Wednesday, December 25, 2019 – Christmas Day

December 25, 2019  

Christmas Day 2019

Our Savior’s La Crosse

Luke 2:8-20


There was a man and a woman in a stable behind an inn.

They had a baby that the woman wrapped in bands of cloth. She laid him in a manger.

Pretty ordinary stuff.

Or was it? How many women gave birth to their babies in stables? How many babies were laid in mangers?

I have no idea.

Rather than ordinary, perhaps I should say the birth was basic. Everything was stripped down to the most basic necessities. Two parents. A baby. Cloths to wrap the baby in. A place to lay the baby for it to sleep. A roof over the family’s head. There wasn’t much more than that, at least according to what Luke wrote.

Then there were shepherds, working at night to protect their sheep from predators. Their work was ordinary. Basic.

What happened next was anything but basic, anything but ordinary.

An angel appeared in the sky.

The angel’s appearance was sudden, it was bright, and it was terrifying.

The angel spoke to the shepherds, bringing the shepherds “good news of great joy for all the people” (Luke 2:10).

A Savior was born, the angel said.

The messiah, the Lord.

The angel told the shepherds where to find the newborn baby, and then the angel was joined by a “multitude of the heavenly host” (Luke 2:13).

Again, it happened suddenly.

Suddenly, the multitude was saying

“Glory to God in the highest heaven, and on earth peace…” (Luke 2:14).

The shepherds went to Bethlehem. The shepherds found Mary and

Joseph and their baby. The shepherds told Mary and Joseph what the angel had said about their baby boy.

Luke tells us “Mary treasured all these words and pondered them in her heart” (Luke 2:19).

The shepherds’ words were a lot to ponder. For Mary. For us.

Every day Jesus comes to us.

Every day Jesus is born in our hearts.

Every day Jesus arrives, in our hearts and in our minds, silently slipping into our world of joys and sorrows, pains and pleasures.

Jesus enters our lives and fills us.

We are ordinary people.
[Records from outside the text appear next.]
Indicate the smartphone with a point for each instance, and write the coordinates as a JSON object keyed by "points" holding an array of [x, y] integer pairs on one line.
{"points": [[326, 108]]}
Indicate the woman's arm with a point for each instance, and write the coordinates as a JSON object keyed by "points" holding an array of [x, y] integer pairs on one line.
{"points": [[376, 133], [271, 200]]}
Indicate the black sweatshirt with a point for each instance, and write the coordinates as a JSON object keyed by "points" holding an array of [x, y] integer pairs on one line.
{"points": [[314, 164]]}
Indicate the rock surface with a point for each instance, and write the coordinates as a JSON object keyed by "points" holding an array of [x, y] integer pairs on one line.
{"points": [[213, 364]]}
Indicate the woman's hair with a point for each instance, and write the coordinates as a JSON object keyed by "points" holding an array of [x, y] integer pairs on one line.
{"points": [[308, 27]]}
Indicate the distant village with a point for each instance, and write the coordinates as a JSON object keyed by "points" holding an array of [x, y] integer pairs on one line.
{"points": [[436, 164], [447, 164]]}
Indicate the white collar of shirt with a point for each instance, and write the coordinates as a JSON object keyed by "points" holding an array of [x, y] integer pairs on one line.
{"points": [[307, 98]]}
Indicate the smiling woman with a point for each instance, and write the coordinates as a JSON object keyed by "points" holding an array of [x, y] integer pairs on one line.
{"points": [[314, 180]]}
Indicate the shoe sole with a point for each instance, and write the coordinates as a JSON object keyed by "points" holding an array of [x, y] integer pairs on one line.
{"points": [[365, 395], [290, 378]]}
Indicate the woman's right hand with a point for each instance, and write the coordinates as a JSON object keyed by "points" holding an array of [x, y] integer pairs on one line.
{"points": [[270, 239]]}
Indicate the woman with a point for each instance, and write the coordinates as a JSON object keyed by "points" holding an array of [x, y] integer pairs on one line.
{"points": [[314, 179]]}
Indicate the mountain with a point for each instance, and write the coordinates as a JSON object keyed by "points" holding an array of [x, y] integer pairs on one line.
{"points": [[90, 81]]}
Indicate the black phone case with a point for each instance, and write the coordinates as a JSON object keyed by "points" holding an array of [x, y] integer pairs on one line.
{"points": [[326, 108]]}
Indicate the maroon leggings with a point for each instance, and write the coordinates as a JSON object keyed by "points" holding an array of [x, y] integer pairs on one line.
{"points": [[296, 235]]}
The presence of Jesus in our hearts and minds, in our daily lives, is a brilliance of love, grace, forgiveness, and peace.

This is good news.

This is glorious.

In his own Christmas sermon the Rev. Dr. Martin Luther wrote that Christ took our birth from us and absorbed it into his own, making us pure and holy. He wrote that this occurred so that we might “rejoice and glory in Christ’s birth as much as if [we ourselves] had been born of Mary” (“Christmas Day” in Sermons of Martin Luther volume 1, Baker Book House Press, 1988, p. 144).

And so this morning we celebrate that Jesus was born.

We celebrate that Jesus was born, knowing that because of his birth, on this and every day, we are born again.